Step 1: Initial Elasticsearch Setup

  1. Unzip the Elasticsearch installation.
  2. Navigate to the bin folder and start Elasticsearch by running elasticsearch.bat
    Elasticsearch installation
  3. Access https://localhost:9200. You'll be prompted for credentials:
    • Username: elastic
    • Password: (found in the command line console when Elasticsearch starts)
      Start Kibana

Note: By default, Elasticsearch creates http.p12, http_ca.crt, and transport.p12 for us.

Step 2: Reset Passwords

Reset passwords for the elastic and kibana users:


Elasticsearch reset password


Kibana reset password
.\elasticsearch-reset-password -u elastic --interactive
.\elasticsearch-reset-password -u kibana --interactive

Set both passwords to their respective usernames for this tutorial.

Step 3: Create SSL Certificates

  1. Create a Certificate Authority (CA):
    .\elasticsearch-certutil ca --pem
    

    elasticsearch-certutil ca --pem

    This generates ca.crt and ca.key.

  2. Create Elasticsearch certificate:
    .\elasticsearch-certutil cert --name elastic --ca-cert D:\elk\ad\elasticsearch-8.15.2\config\certs\ca\ca.crt --ca-key D:\elk\ad\elasticsearch-8.15.2\config\certs\ca\ca.key --dns javainuse.com --pem
    

    \elasticsearch-certutil cert --name elastic

    This creates elastic.crt and elastic.key.

  3. Create Kibana certificate:
    .\elasticsearch-certutil cert --name kibana --ca-cert D:\elk\ad\elasticsearch-8.15.2\config\certs\ca\ca.crt --ca-key D:\elk\ad\elasticsearch-8.15.2\config\certs\ca\ca.key --dns javainuse.com --pem
    

    \elasticsearch-certutil cert --name elastic

    This creates kibana.crt and kibana.key.

Step 4: Configure Elasticsearch

Modify the elasticsearch.yml configuration file:

# Enable security features
xpack.security.enabled: true
xpack.security.enrollment.enabled: true

xpack.security.http.ssl:
  enabled: true
  certificate: certs/elastic/elastic.crt
  key: certs/elastic/elastic.key

cluster.initial_master_nodes: ["LAPTOP-0ELSI3NO"]
http.host: 0.0.0.0

Start Elasticsearch.

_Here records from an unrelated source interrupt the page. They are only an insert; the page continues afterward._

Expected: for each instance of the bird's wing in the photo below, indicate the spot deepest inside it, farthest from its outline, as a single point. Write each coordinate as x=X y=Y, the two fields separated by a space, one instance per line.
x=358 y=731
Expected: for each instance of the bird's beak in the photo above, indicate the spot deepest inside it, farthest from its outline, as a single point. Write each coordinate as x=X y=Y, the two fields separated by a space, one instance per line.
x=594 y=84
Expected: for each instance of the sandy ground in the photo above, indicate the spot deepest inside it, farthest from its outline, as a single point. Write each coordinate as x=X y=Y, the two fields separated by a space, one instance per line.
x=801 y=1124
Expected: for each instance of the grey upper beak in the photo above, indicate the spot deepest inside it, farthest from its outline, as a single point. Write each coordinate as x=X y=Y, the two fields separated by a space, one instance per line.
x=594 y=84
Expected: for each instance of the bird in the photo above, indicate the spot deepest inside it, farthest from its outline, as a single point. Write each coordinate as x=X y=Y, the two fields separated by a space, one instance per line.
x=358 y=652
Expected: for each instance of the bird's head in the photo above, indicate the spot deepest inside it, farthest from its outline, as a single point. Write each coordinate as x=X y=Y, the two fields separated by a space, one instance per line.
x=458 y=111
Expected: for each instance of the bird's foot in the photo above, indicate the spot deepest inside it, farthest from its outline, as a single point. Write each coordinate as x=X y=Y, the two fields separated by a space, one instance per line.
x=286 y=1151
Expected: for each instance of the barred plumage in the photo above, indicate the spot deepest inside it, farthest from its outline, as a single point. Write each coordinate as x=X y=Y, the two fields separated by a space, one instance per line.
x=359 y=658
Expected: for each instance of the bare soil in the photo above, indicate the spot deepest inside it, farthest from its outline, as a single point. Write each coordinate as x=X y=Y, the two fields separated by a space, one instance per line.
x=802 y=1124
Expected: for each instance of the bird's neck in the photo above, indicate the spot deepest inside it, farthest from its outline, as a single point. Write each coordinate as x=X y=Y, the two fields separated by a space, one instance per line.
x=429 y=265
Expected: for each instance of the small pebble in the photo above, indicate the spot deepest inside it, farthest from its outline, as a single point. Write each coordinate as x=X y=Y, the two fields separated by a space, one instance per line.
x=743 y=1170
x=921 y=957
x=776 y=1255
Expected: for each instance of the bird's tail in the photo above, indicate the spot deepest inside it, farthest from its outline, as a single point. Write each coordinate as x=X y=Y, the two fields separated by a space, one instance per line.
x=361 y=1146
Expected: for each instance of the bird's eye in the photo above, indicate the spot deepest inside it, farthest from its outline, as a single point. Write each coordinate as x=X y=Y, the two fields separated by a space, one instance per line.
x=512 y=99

Access https://localhost:9200 and enter the credentials (elastic/elastic).

Step 5: Configure Kibana

Modify the Kibana configuration file:

server.host: "0.0.0.0"
server.ssl.enabled: true
server.ssl.certificate: D:\elk\ad\elasticsearch-8.15.2\config\certs\kibana\kibana.crt
server.ssl.key: D:\elk\ad\elasticsearch-8.15.2\config\certs\kibana\kibana.key
elasticsearch.ssl.verificationMode: none
elasticsearch.hosts: ["https://127.0.0.1:9200"]
elasticsearch.username: "kibana"
elasticsearch.password: "kibana"

Start Kibana. Access https://localhost:5601 and enter the elastic user credentials.


Start Kibana

Conclusion

You have now successfully set up Elasticsearch and Kibana with proper security measures, including user authentication and SSL encryption. This configuration ensures that your Elastic Stack is protected against unauthorized access and that data transmission is secure.

Remember to keep your certificates and passwords safe, and consider implementing more advanced security measures for production environments.